At the South
Australian Museum is the permanent exhibit The First Life: Ediacara Biota
Gallery. It showcases examples of the oldest known complex, multicellular
animal life on Earth.
The First Life Gallery is a relatively new gallery
established to illustrate the evolution of life based on new field research.
The museum’s palaeontologists are excavating areas of fossil sea floors, and
discovering new fossil sites in the Flinders Ranges, in northern South
Australia.
The First Life Gallery includes new examples of
fossil specimens, animations, videos, and 3D fossil models to show how the
animals may have moved and lived. The interesting specimens include the ancient
seabeds displayed as a wall. Palaeontologists are still using this wall for
further research.
The Ediacaran soft-bodied creatures – the first
animal life on the planet – lived on microbial mats on the shallow sea floor.
When covered by sand they were preserved as “death-mask imprints” – which are
really the moulds and casts of their squashed bodies that have been preserved
as mineral imprints in sandstone layers.

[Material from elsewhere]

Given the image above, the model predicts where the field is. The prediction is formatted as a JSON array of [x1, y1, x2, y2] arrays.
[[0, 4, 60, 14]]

These fossils were collected from many
sites in the Flinders Ranges. They were the basis for defining the first new
geological period in over a century, known as the Ediacaran Period. This new
rung in the ecological ladder of life in geological time is marked with a
“golden spike” in the Flinders Ranges National Park. It is the first “golden
spike” marker to be defined in the rocks of the entire Southern Hemisphere.
The first life on Earth, the Ediacaran Period, began
635 million years ago, and ended 542 million years ago with the Cambrian Period
of animal life, represented by animals with skeletons and shells.
In 2010, naturalist Sir David Attenborough visited
the National Heritage Listed Ediacara at Nilpena in the Flinders Ranges with
the South Australiam Museum’s palaeontologist Dr. Jim Gehling and the Ediacara
volunteers as part of the First Life BBC television series.